Aunt Mariam must have begun to worry about the effect these comings and goings might have on me, because after a few months she began to make arrangements for sending me to a boarding-school in the hills.

I had not the slightest desire to go to school and raised many objections. We had long arguments in which she tried vainly to impress upon me the desirability of receiving an education.

‘To make a living, my Ladla,’ she said, ‘you must have an education.

‘But you have no education,’ I said, ‘and you have no difficulty in making a living!’

Mariam threw up her arms in mock despair. ‘Ten years from now I will not be able to make such a living. Then who will support and help me? An illiterate young fellow, or an educated gentleman? When I am old, my son, when I am old

Finally, I succumbed to her arguments and agreed to go to a boarding-school. And when the time came for me to leave, both Aunt Mariam and I broke down and wept at the railway station.

I hung out of the window as the train moved away from the platform, and saw Mariam, her bosom heaving, being helped from the platform by Mulia and some of our neighbours.

My incarceration in a boarding-school was made more unbearable by the absence of any letters from Aunt Mariam. She could write little more than her name.

I was looking forward to my winter holidays and my return to Aunt Mariam and the Dilaram bazaar, but this was not to be. During my absence there had been some litigation over my custody, and my father’s relatives claimed that Aunt Mariam was not a fit person to be a child’s guardian.

And so when I left school, it was not to Aunt Mariam’s place that I was sent, but to a strange family living in a railway colony near Moradabad. I remained with these relatives until I finished school, but that is a different story.

I did not see Aunt Mariam again. The Dilaram bazaar and my beautiful aunt and the Siamese cat all became part of the receding world of my childhood.

I would often think of Mariam, but as time passed she became more remote and inaccessible in my memory. It was not until many years later, when I was a young man, that I visited the Dilaram bazaar again. I knew from my foster parents that Aunt Mariam was dead. Her heart, it seemed, had always been weak.

I was anxious to see the Dilaram bazaar and its residents again, but my visit was a disappointment. The place had disappeared; or rather, it had been swallowed up by a growing city.

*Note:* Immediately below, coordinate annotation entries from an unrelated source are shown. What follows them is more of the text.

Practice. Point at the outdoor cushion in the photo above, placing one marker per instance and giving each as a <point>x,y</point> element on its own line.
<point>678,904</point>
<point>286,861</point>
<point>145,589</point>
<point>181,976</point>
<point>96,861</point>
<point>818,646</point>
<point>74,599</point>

It was lost in the complex of a much larger market which had sprung up to serve a new government colony. The older people had died, and the young ones had gone to colleges or factories or offices in different towns. Aunt Mariam’s rooms had been pulled down.

I found her grave in the little cemetery on the town’s outskirts. One of her more devoted admirers had provided a handsome gravestone, surmounted by a sculptured angel. One of the wings had broken off, and the face was chipped, which gave the angel a slightly crooked smile.

But in spite of the broken wing and the smile, it was a very ordinary stone angel and could not hold a candle to my Aunt Mariam, the very special guardian angel of my childhood.